KEY hospital-based services in Gwent are becoming increasingly 'fragile' due to staffing issues that can only be dealt with through the long-awaited Specialist and Critical Care Centre (SCCC) project, according to a health board report.

Bringing together a range of under-pressure services on one site will be the only means of addressing problems caused by a lack of specialist staff, reduced training numbers, and a need to reduce the amount of on-call shifts for doctors.

A number of these services continue to be provided at both the Royal Gwent and Nevill Hall Hospitals, and Aneurin Bevan University Health Board is looking at ways of maintaining them in the four years before the SCCC is due to open.

But it is warning that this is likely to prove very expensive, and is unsustainable beyond the short term.

Much depends too on the demands of the Wales Deanery, which oversees doctors' training and education, and which is pursuing a new on-call rota system that it wants in place by next August.

Among the services in Gwent that are considered fragile are paediatrics, neonatal, and obstetrics and gynaecology, currently provided at the Royal Gwent and Nevill Hall.

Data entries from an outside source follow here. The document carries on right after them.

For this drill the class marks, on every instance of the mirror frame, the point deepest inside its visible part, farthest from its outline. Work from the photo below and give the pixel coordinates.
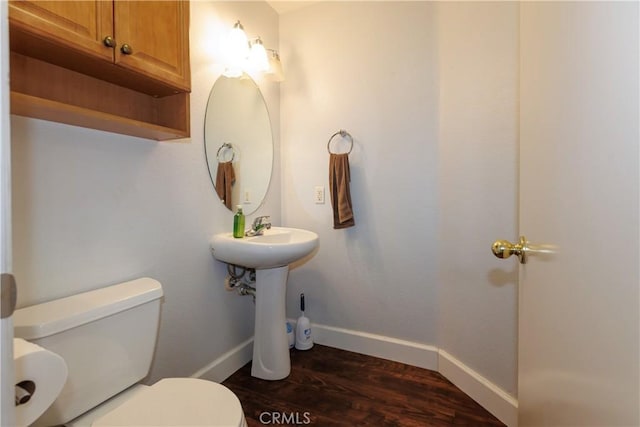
(237, 115)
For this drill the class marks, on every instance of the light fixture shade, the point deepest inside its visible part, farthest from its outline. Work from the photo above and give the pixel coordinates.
(275, 73)
(258, 57)
(237, 51)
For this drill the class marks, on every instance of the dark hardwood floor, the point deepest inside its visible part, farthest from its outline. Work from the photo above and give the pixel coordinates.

A lack of middle grade doctors - not a problem confined to Gwent, indeed Wales - is making staffing shifts increasingly difficult.

Short term, the health board is aiming to deliver safe and sustainable services at both hospitals with one solution being to employ 'hybrid consultants' - offering middle grade doctor cover as well as consultant-led work.

The health board's full business case report for the SCCC states the 14 of these are proposed across the aforementioned specialties to fill staffing gaps, but the health board is stressing that this is only an interim solution, not least due to the cost, but also because hybrid consultants are likely to leave when traditional consultant posts become available.

There is too a significant degree of interdependence between these three specialties, and between some of them and others, such as critical care.

For instance obstetrics must be co-located with neonatal and critical care due to the needs of premature or very sick babies for the expertise of staff - and the facilities of - each.

Emergency general surgery is another fragile two-site service, considered unsustainable due to a reduction in middle grade medical training places, which affects the ability to have out-of-hours cover on more than one site.

Trauma service rotas at both hospitals too, are failing to meet the Deanery standard, a potential reduction in junior training posts will, says the report, make rotas "very difficult" to fill.